@K ANKITH KUMAR, in that case options $(A),(B) \; and \; (D)$ will be true.

Since , graph is acyclic(circuit-less) , connected,undirected and unweighted. So , It must be **Tree**.

Now, if we apply DFS , then resulting tree will have the same structure as original tree , only difference is , resulting tree will be rooted on that node for which we have applied DFS.

Since , **There is exactly one path or unique path between every pair of vertices in ****tree****.** So , shortest path will also be unique b/w every pair of vertices in a tree. In case of cyclic graph , there must be 2 paths b/w 2 vertices. So , one path may be longer than other path and if DFS traversal follows that path then it will give wrong result but it is not the case with tree.

For Example , PFA !

Here , we can find shortest path from every other node to $B$ through parent pointer. For example , for example , we have to find shortest path from $B$ to $H$ , then using DFS traversal , it will be $B\rightarrow D\rightarrow H$ , Now using parent pointer , we can go back to B as $H\rightarrow D\rightarrow B$ and we will find the length of it. So, option (B) will be true in that case.

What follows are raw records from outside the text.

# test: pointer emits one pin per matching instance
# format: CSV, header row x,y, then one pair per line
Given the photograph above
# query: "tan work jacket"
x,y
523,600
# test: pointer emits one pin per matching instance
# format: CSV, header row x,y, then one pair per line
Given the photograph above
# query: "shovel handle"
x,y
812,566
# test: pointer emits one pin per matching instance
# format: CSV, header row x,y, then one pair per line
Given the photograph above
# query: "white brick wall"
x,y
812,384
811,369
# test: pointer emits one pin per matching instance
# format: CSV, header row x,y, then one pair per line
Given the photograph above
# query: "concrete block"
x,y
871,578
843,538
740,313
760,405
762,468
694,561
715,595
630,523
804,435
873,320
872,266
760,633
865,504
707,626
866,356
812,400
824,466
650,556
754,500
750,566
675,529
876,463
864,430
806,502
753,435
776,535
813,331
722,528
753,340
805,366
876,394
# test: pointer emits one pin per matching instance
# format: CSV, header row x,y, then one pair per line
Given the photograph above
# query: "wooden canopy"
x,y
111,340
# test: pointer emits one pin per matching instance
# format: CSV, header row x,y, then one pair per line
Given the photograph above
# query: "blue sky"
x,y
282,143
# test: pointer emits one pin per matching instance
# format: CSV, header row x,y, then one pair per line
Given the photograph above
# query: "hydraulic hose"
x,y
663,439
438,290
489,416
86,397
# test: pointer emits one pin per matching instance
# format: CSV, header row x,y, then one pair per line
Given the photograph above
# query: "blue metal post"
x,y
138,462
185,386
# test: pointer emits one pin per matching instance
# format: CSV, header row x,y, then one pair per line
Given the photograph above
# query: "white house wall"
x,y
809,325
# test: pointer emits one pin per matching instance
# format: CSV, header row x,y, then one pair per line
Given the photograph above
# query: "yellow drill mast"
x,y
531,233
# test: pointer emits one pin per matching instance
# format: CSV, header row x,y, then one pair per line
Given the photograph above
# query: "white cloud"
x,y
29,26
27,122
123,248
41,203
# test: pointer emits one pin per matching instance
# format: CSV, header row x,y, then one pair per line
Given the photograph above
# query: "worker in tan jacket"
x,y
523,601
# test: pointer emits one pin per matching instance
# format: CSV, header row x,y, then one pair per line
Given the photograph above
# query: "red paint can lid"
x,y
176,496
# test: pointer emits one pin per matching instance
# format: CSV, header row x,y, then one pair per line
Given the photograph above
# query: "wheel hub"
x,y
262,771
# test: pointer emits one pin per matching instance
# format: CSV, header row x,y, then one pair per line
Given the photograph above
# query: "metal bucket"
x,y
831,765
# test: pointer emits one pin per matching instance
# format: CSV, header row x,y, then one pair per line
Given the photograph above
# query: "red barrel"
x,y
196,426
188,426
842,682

Similarly , to find the distance b/w any 2 node , we will check the children of one node , if destination node is not found then check its siblings and if again not found then will check children of grandparent.we repeat this procedure until we find the destination node for which we are finding shortest path. so option (A) is also true.

We can also find the longest path in a tree. check here and here. So, $(D)$ will also be true in that case.